Direitos dos Passageiros em Situações Fortuitas
O CBA considera diversos eventos como fortuitos ou de força maior, incluindo restrições a voos causadas por condições meteorológicas adversas, problemas na infraestrutura aeroportuária, determinações de autoridades de aviação civil, e atos governamentais que possam restringir o transporte aéreo, como decretos de pandemia. Mesmo em tais circunstâncias, as companhias devem garantir assistência material aos passageiros, de acordo com o tempo de espera. Essa assistência varia conforme o tempo de espera no aeroporto: após 1 hora, o passageiro tem direito à comunicação (internet, telefone etc.); após 2 horas, tem direito a alimentação (voucher ou refeição); e após 4 horas, a hospedagem, caso a espera se estenda até a noite, além de transporte para ida e volta.
No novo texto em análise, a Anac propõe a exclusão do direito à comunicação, considerando-o ultrapassado, mas pretende manter as demais formas de assistência material. A agência deixa claro que a alteração não impede que os passageiros busquem a Justiça se necessário, mas visa deixar os direitos e deveres de ambas as partes ainda mais evidentes.
Um Panorama da Judicialização no Setor Aéreo
Dados da Anac mostram que o Brasil é responsável por mais de 90% das ações judiciais contra companhias aéreas em todo o mundo, apesar de representar apenas 3% do tráfego aéreo global. O diretor-presidente da Anac, Tiago Faierstein, comentou sobre a necessidade de modernização das regras, ressaltando que “nunca vamos retirar direitos do passageiro”. Essa revisão se torna uma prioridade para a agência, com o intuito de criar um ambiente mais saudável entre consumidores e prestadoras de serviços aéreos.
Além disso, a proposta busca garantir que os passageiros recebam informações claras e objetivas em casos de atrasos, incluindo os motivos, o novo horário estimado do voo, opções de reacomodação e como acessar a assistência material.
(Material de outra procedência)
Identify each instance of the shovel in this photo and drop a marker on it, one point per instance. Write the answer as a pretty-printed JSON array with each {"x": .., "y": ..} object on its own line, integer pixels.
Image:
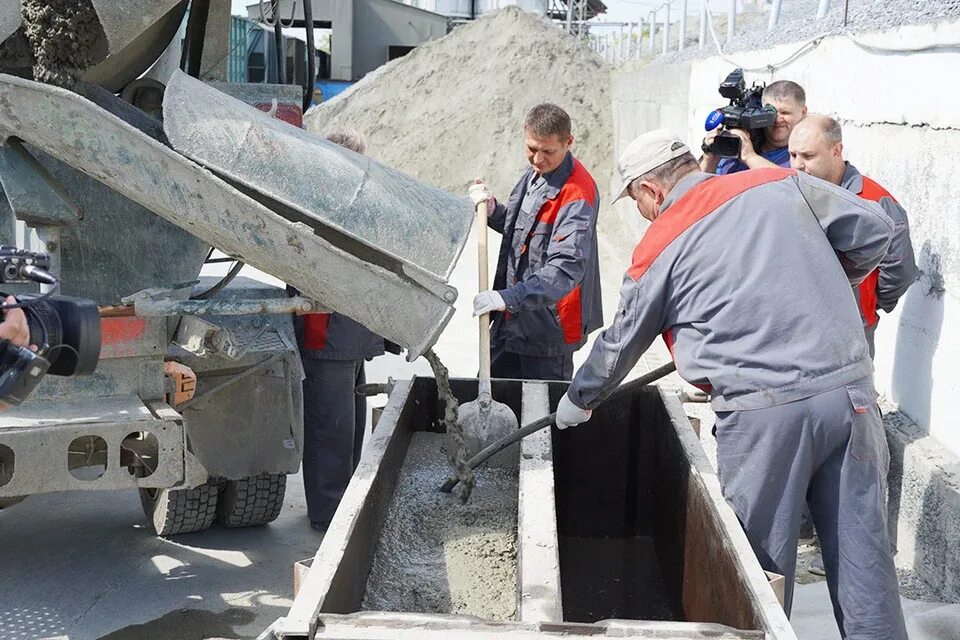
[
  {"x": 485, "y": 421},
  {"x": 493, "y": 449}
]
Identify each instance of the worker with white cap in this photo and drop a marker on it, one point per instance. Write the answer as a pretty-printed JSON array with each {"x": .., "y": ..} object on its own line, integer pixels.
[{"x": 740, "y": 275}]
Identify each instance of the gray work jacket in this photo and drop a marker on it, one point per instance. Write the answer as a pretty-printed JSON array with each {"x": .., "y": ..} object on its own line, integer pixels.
[
  {"x": 548, "y": 271},
  {"x": 740, "y": 274}
]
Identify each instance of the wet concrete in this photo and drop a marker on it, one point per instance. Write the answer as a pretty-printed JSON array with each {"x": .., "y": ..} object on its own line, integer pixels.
[
  {"x": 437, "y": 555},
  {"x": 66, "y": 38}
]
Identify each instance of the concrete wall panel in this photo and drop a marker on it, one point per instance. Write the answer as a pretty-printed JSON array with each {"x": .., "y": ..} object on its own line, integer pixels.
[{"x": 899, "y": 130}]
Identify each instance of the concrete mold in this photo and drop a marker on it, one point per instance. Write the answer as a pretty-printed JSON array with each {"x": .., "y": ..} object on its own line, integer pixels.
[{"x": 620, "y": 530}]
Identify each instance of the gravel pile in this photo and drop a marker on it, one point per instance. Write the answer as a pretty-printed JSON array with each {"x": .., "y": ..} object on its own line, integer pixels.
[{"x": 453, "y": 109}]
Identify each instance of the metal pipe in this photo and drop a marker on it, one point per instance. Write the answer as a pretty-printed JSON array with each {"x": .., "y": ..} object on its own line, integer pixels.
[
  {"x": 167, "y": 307},
  {"x": 281, "y": 50},
  {"x": 311, "y": 80},
  {"x": 666, "y": 29},
  {"x": 823, "y": 9},
  {"x": 732, "y": 20},
  {"x": 653, "y": 30},
  {"x": 704, "y": 17},
  {"x": 774, "y": 15},
  {"x": 682, "y": 44},
  {"x": 193, "y": 45}
]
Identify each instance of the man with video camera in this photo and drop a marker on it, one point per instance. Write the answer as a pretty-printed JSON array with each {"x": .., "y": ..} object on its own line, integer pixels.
[
  {"x": 44, "y": 333},
  {"x": 14, "y": 326},
  {"x": 789, "y": 100},
  {"x": 15, "y": 329}
]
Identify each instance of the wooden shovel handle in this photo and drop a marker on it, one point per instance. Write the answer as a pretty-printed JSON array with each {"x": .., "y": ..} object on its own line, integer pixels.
[{"x": 484, "y": 282}]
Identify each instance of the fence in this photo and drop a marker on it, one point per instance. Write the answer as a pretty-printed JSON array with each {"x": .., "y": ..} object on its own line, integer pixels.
[{"x": 651, "y": 34}]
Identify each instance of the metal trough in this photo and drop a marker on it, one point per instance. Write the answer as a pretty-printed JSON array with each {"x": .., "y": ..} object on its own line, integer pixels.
[{"x": 621, "y": 531}]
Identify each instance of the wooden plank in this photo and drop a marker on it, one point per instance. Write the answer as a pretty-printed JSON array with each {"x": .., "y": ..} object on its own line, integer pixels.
[
  {"x": 538, "y": 553},
  {"x": 722, "y": 579}
]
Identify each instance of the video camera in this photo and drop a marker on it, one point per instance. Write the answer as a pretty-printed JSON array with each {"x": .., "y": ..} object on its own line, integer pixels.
[
  {"x": 64, "y": 330},
  {"x": 745, "y": 111}
]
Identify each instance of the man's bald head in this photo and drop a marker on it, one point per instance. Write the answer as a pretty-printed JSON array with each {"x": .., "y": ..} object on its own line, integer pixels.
[{"x": 816, "y": 147}]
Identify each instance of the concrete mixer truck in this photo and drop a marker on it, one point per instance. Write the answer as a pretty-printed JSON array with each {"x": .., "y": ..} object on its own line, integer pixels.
[{"x": 128, "y": 172}]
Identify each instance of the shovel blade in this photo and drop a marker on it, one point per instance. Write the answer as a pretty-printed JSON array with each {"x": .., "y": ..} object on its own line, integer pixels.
[{"x": 484, "y": 425}]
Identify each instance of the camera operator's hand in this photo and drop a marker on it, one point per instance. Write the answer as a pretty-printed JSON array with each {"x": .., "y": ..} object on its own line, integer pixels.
[
  {"x": 709, "y": 161},
  {"x": 14, "y": 326},
  {"x": 749, "y": 155}
]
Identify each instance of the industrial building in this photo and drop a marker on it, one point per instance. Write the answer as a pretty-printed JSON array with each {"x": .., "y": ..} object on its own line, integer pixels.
[
  {"x": 365, "y": 33},
  {"x": 470, "y": 9}
]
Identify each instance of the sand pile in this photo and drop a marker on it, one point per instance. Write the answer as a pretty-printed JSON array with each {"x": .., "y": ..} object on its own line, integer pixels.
[{"x": 453, "y": 108}]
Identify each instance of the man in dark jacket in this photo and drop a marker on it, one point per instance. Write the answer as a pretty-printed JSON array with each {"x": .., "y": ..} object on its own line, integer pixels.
[
  {"x": 333, "y": 349},
  {"x": 546, "y": 292}
]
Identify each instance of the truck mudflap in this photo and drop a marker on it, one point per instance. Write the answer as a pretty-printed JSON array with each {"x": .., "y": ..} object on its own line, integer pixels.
[{"x": 390, "y": 295}]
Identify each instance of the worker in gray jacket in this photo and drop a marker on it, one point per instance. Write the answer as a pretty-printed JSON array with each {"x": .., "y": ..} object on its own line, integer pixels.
[
  {"x": 740, "y": 275},
  {"x": 816, "y": 147},
  {"x": 333, "y": 349},
  {"x": 546, "y": 291}
]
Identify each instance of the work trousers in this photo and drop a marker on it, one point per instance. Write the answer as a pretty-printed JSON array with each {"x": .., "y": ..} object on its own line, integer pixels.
[
  {"x": 334, "y": 417},
  {"x": 505, "y": 364},
  {"x": 828, "y": 451}
]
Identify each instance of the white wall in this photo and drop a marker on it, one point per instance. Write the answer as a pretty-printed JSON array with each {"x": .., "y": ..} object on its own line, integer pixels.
[{"x": 902, "y": 127}]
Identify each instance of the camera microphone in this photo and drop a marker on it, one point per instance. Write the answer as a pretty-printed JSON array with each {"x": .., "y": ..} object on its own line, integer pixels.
[{"x": 714, "y": 120}]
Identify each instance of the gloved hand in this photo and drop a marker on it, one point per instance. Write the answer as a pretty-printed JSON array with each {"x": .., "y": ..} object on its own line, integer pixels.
[
  {"x": 478, "y": 193},
  {"x": 569, "y": 414},
  {"x": 487, "y": 301}
]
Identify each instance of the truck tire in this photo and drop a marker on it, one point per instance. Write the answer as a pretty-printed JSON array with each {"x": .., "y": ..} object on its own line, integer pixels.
[
  {"x": 176, "y": 511},
  {"x": 251, "y": 501}
]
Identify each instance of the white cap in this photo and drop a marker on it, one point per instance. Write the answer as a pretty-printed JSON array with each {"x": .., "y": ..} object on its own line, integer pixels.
[{"x": 647, "y": 152}]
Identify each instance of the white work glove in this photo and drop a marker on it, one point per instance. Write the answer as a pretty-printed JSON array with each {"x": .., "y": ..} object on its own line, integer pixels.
[
  {"x": 478, "y": 193},
  {"x": 487, "y": 301},
  {"x": 569, "y": 414}
]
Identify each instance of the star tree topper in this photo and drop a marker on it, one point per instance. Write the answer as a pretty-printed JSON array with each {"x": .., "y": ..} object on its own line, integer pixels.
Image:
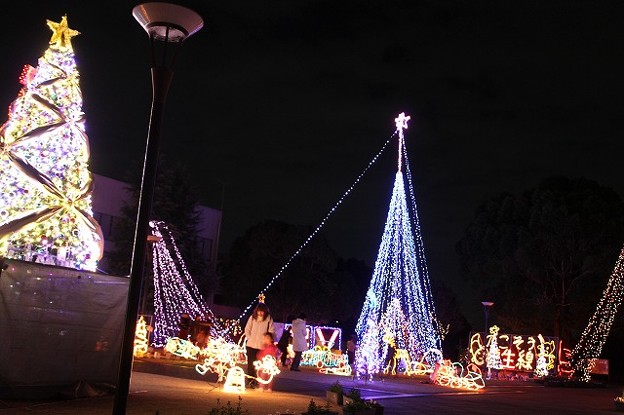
[
  {"x": 62, "y": 33},
  {"x": 401, "y": 123}
]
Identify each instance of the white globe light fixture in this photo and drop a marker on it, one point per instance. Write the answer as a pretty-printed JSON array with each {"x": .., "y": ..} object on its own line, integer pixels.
[{"x": 167, "y": 25}]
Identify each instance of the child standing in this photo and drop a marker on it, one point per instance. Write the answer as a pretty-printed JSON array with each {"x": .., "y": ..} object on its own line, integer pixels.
[{"x": 268, "y": 349}]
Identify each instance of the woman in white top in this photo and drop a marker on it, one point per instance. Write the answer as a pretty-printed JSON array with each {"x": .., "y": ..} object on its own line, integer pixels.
[{"x": 259, "y": 322}]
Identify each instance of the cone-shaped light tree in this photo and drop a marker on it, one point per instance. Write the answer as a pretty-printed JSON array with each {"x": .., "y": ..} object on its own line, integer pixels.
[
  {"x": 45, "y": 183},
  {"x": 398, "y": 311}
]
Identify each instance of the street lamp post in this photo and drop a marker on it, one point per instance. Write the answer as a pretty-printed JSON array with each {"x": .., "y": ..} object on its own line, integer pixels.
[
  {"x": 486, "y": 307},
  {"x": 167, "y": 25}
]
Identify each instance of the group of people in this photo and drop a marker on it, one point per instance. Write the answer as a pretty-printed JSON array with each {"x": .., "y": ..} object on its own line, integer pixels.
[{"x": 260, "y": 334}]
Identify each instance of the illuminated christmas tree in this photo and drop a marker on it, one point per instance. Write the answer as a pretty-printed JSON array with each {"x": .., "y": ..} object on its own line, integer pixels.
[
  {"x": 398, "y": 311},
  {"x": 45, "y": 183},
  {"x": 595, "y": 334},
  {"x": 175, "y": 292}
]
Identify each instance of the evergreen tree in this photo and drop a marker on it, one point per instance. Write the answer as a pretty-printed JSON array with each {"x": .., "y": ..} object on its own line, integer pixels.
[{"x": 45, "y": 183}]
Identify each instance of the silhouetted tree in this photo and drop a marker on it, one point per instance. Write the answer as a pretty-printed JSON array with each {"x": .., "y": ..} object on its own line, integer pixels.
[
  {"x": 306, "y": 284},
  {"x": 544, "y": 256},
  {"x": 175, "y": 203}
]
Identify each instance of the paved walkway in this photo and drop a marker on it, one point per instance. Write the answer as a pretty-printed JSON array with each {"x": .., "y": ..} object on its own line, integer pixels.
[{"x": 177, "y": 389}]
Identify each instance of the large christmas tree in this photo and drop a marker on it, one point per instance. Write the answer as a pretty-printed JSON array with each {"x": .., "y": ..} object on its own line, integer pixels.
[
  {"x": 45, "y": 183},
  {"x": 398, "y": 312}
]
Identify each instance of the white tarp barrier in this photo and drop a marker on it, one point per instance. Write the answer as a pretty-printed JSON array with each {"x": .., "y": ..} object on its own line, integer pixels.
[{"x": 58, "y": 326}]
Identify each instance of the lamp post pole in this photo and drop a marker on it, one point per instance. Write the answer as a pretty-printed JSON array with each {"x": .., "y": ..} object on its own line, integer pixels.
[
  {"x": 167, "y": 25},
  {"x": 486, "y": 308}
]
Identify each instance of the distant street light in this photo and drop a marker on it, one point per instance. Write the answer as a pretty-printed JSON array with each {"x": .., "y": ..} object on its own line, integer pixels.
[
  {"x": 486, "y": 308},
  {"x": 167, "y": 25}
]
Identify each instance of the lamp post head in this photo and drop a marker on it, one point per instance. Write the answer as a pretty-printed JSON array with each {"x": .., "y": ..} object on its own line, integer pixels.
[{"x": 167, "y": 22}]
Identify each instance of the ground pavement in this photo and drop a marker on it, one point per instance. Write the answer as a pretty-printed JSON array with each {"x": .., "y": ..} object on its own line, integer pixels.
[{"x": 175, "y": 388}]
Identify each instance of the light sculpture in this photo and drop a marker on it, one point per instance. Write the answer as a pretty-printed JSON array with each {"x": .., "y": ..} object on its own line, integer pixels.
[
  {"x": 175, "y": 292},
  {"x": 595, "y": 334},
  {"x": 45, "y": 184},
  {"x": 399, "y": 303},
  {"x": 141, "y": 345}
]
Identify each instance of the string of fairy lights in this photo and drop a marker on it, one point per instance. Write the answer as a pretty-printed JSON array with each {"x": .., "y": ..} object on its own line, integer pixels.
[
  {"x": 45, "y": 198},
  {"x": 595, "y": 334},
  {"x": 398, "y": 315},
  {"x": 318, "y": 228},
  {"x": 175, "y": 292}
]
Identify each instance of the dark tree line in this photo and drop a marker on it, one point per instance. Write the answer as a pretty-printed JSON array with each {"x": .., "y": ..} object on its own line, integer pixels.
[
  {"x": 544, "y": 256},
  {"x": 175, "y": 202}
]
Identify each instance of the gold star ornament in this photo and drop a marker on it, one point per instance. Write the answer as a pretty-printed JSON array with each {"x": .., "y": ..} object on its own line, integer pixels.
[{"x": 61, "y": 33}]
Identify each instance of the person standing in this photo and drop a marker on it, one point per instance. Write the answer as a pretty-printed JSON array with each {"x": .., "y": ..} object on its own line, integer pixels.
[
  {"x": 259, "y": 323},
  {"x": 283, "y": 343},
  {"x": 299, "y": 333},
  {"x": 269, "y": 349}
]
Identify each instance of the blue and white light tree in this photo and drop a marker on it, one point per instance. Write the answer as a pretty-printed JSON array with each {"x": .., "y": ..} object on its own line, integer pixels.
[{"x": 398, "y": 311}]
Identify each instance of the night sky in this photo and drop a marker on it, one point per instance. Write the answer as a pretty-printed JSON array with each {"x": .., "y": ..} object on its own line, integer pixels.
[{"x": 277, "y": 106}]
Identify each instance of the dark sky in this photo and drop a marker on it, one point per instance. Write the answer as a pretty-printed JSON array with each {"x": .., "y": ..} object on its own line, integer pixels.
[{"x": 277, "y": 106}]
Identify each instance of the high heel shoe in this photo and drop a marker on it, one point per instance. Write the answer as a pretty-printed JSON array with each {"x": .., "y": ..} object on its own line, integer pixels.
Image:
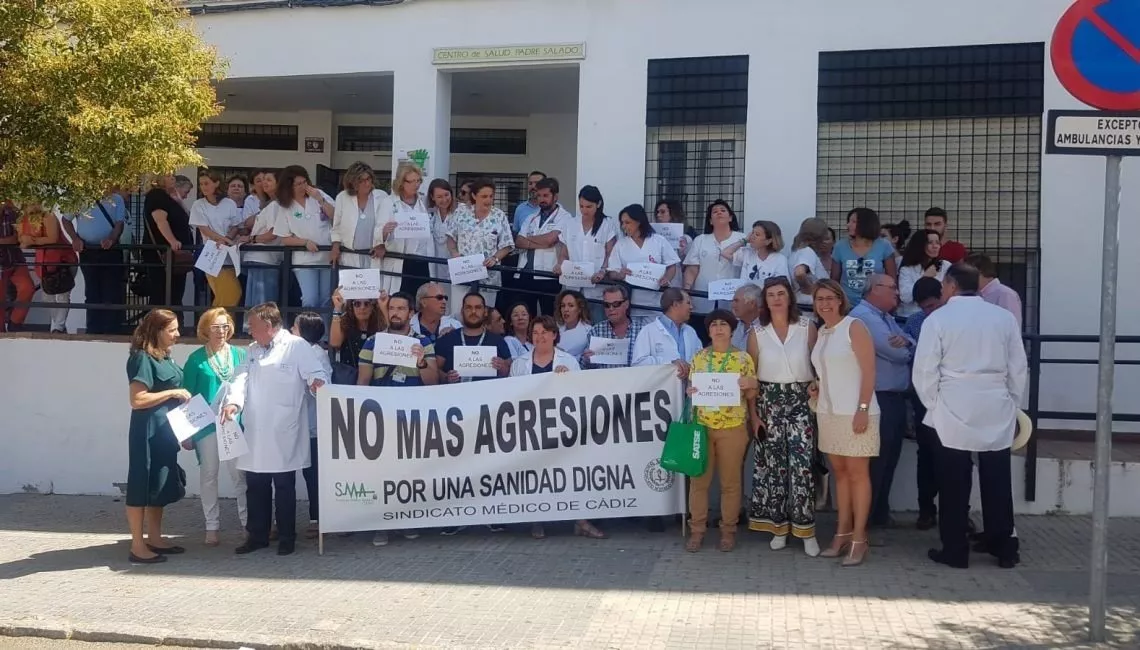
[
  {"x": 836, "y": 551},
  {"x": 851, "y": 560}
]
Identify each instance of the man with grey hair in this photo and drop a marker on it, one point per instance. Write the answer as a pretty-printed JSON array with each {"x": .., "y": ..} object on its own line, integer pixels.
[
  {"x": 893, "y": 354},
  {"x": 431, "y": 319},
  {"x": 618, "y": 325},
  {"x": 746, "y": 307}
]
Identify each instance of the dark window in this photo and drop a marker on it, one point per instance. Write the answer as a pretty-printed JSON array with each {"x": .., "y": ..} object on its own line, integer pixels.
[
  {"x": 691, "y": 91},
  {"x": 510, "y": 188},
  {"x": 902, "y": 154},
  {"x": 695, "y": 111},
  {"x": 919, "y": 83},
  {"x": 489, "y": 141},
  {"x": 274, "y": 137},
  {"x": 364, "y": 138}
]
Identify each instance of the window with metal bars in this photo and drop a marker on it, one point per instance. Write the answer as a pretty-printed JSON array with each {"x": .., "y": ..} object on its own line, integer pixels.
[
  {"x": 271, "y": 137},
  {"x": 695, "y": 110},
  {"x": 364, "y": 138},
  {"x": 510, "y": 188},
  {"x": 512, "y": 141},
  {"x": 892, "y": 149}
]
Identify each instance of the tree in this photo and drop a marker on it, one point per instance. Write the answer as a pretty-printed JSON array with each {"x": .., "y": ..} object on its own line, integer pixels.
[{"x": 97, "y": 94}]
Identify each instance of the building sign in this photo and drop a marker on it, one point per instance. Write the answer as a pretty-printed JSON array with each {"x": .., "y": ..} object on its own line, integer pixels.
[
  {"x": 1093, "y": 132},
  {"x": 509, "y": 54}
]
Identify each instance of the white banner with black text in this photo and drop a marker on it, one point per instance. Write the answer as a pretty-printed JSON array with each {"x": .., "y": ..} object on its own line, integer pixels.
[{"x": 548, "y": 447}]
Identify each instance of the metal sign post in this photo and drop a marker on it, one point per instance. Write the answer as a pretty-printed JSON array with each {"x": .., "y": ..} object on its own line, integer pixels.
[{"x": 1106, "y": 366}]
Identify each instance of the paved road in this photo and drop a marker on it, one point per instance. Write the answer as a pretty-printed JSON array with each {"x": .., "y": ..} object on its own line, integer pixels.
[{"x": 63, "y": 568}]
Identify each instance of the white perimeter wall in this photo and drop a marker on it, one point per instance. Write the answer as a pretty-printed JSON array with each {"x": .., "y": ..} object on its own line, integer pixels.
[{"x": 67, "y": 419}]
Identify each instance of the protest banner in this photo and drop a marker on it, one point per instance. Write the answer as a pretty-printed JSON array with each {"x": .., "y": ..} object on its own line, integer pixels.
[{"x": 581, "y": 445}]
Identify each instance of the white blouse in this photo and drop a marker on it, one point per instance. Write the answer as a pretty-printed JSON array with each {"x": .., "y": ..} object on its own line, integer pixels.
[
  {"x": 573, "y": 341},
  {"x": 788, "y": 360},
  {"x": 705, "y": 252}
]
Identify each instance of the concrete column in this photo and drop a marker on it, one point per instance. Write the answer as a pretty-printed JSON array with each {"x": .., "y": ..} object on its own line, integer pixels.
[{"x": 422, "y": 118}]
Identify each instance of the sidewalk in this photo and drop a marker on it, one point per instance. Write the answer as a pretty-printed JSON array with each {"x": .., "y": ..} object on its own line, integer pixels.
[{"x": 63, "y": 570}]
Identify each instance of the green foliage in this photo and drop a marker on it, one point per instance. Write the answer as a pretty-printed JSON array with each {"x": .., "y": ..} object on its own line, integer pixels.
[{"x": 96, "y": 94}]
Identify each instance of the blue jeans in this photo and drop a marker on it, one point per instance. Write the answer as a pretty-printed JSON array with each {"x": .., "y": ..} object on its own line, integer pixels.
[
  {"x": 892, "y": 429},
  {"x": 316, "y": 289}
]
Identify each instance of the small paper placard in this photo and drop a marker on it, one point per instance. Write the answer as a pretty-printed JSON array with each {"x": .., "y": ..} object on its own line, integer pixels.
[
  {"x": 190, "y": 417},
  {"x": 645, "y": 274},
  {"x": 716, "y": 389},
  {"x": 474, "y": 360},
  {"x": 577, "y": 274},
  {"x": 212, "y": 258},
  {"x": 359, "y": 284},
  {"x": 412, "y": 226},
  {"x": 466, "y": 268},
  {"x": 673, "y": 233},
  {"x": 230, "y": 440},
  {"x": 609, "y": 351},
  {"x": 725, "y": 289},
  {"x": 393, "y": 350}
]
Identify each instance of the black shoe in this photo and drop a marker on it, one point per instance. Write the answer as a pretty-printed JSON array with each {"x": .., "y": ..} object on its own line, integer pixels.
[
  {"x": 250, "y": 546},
  {"x": 167, "y": 551},
  {"x": 942, "y": 559}
]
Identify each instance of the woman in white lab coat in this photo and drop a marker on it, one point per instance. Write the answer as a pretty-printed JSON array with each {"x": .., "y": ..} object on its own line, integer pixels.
[
  {"x": 547, "y": 358},
  {"x": 269, "y": 390}
]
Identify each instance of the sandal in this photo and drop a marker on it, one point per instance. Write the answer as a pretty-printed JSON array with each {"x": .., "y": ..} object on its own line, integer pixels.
[
  {"x": 727, "y": 542},
  {"x": 694, "y": 542},
  {"x": 836, "y": 551},
  {"x": 586, "y": 529}
]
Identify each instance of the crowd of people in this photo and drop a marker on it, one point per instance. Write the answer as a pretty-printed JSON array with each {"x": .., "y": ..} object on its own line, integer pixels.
[{"x": 835, "y": 342}]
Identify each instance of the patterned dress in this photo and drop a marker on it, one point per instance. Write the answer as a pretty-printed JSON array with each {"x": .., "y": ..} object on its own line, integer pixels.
[{"x": 783, "y": 484}]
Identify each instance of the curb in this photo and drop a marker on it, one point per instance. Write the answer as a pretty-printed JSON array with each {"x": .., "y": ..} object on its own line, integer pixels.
[{"x": 258, "y": 642}]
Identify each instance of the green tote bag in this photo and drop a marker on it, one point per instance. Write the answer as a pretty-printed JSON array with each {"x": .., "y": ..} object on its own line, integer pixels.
[{"x": 686, "y": 444}]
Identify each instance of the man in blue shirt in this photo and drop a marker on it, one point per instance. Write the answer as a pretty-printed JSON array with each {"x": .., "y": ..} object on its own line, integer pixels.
[
  {"x": 529, "y": 206},
  {"x": 893, "y": 354},
  {"x": 95, "y": 236}
]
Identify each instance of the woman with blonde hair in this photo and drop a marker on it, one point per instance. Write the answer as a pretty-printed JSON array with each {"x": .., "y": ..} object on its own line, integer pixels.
[
  {"x": 55, "y": 265},
  {"x": 154, "y": 480},
  {"x": 848, "y": 415},
  {"x": 361, "y": 219},
  {"x": 217, "y": 219},
  {"x": 208, "y": 372},
  {"x": 406, "y": 204}
]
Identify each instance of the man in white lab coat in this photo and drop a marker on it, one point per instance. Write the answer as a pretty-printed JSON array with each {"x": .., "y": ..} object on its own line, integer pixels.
[
  {"x": 970, "y": 373},
  {"x": 269, "y": 390}
]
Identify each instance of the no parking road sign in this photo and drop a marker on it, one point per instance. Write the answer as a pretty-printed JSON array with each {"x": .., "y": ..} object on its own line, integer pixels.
[{"x": 1096, "y": 53}]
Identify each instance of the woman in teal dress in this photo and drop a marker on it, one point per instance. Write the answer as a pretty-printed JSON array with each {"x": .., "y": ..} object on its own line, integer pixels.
[
  {"x": 208, "y": 372},
  {"x": 154, "y": 479}
]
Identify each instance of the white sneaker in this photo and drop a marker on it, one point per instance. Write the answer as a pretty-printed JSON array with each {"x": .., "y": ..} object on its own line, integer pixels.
[{"x": 811, "y": 546}]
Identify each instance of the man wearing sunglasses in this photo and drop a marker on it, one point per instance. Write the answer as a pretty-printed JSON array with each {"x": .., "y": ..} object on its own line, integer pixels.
[
  {"x": 618, "y": 324},
  {"x": 431, "y": 321}
]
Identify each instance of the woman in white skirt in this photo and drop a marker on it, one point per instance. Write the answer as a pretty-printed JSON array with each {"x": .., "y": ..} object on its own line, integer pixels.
[{"x": 847, "y": 414}]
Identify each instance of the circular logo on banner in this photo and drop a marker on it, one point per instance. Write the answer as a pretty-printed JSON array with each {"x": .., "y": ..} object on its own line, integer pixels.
[
  {"x": 658, "y": 478},
  {"x": 1096, "y": 53}
]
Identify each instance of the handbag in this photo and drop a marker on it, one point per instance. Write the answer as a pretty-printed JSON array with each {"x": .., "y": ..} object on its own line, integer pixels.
[{"x": 685, "y": 448}]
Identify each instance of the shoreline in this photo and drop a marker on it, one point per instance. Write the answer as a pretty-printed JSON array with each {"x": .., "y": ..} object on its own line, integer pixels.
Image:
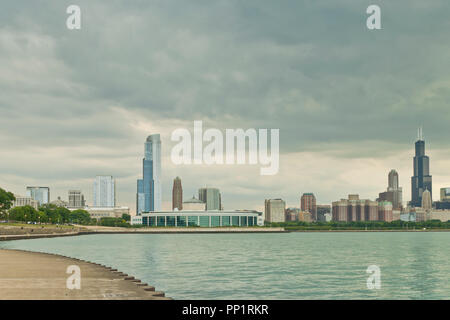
[
  {"x": 30, "y": 275},
  {"x": 117, "y": 230}
]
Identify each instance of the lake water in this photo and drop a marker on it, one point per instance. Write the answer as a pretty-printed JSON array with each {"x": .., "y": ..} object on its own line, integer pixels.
[{"x": 270, "y": 266}]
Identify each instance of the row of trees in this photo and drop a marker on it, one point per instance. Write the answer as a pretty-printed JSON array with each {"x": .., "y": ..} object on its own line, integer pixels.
[{"x": 50, "y": 213}]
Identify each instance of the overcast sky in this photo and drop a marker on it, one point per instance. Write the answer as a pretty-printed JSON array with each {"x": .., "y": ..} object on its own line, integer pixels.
[{"x": 347, "y": 100}]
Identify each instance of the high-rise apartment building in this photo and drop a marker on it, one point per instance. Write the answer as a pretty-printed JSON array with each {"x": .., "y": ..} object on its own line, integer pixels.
[
  {"x": 355, "y": 209},
  {"x": 177, "y": 194},
  {"x": 25, "y": 201},
  {"x": 76, "y": 199},
  {"x": 385, "y": 211},
  {"x": 40, "y": 194},
  {"x": 274, "y": 210},
  {"x": 308, "y": 203},
  {"x": 394, "y": 192},
  {"x": 421, "y": 180},
  {"x": 104, "y": 191},
  {"x": 212, "y": 198},
  {"x": 148, "y": 197}
]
A comunicação deve ser realizada através de canais acessíveis, facilitando a transparência e a compreensão dos direitos dos passageiros.
As mudanças que a Anac pretende implementar não só visam aprimorar as normas existentes, mas também fomentar um diálogo mais efetivo entre passageiros e companhias aéreas, criando um ecossistema em que os direitos do consumidor sejam respeitados e a judicialização diminuída. Com a intenção de beneficiar o setor como um todo, essas novas diretrizes podem ser um passo decisivo para um futuro mais harmonioso para a aviação civil brasileira.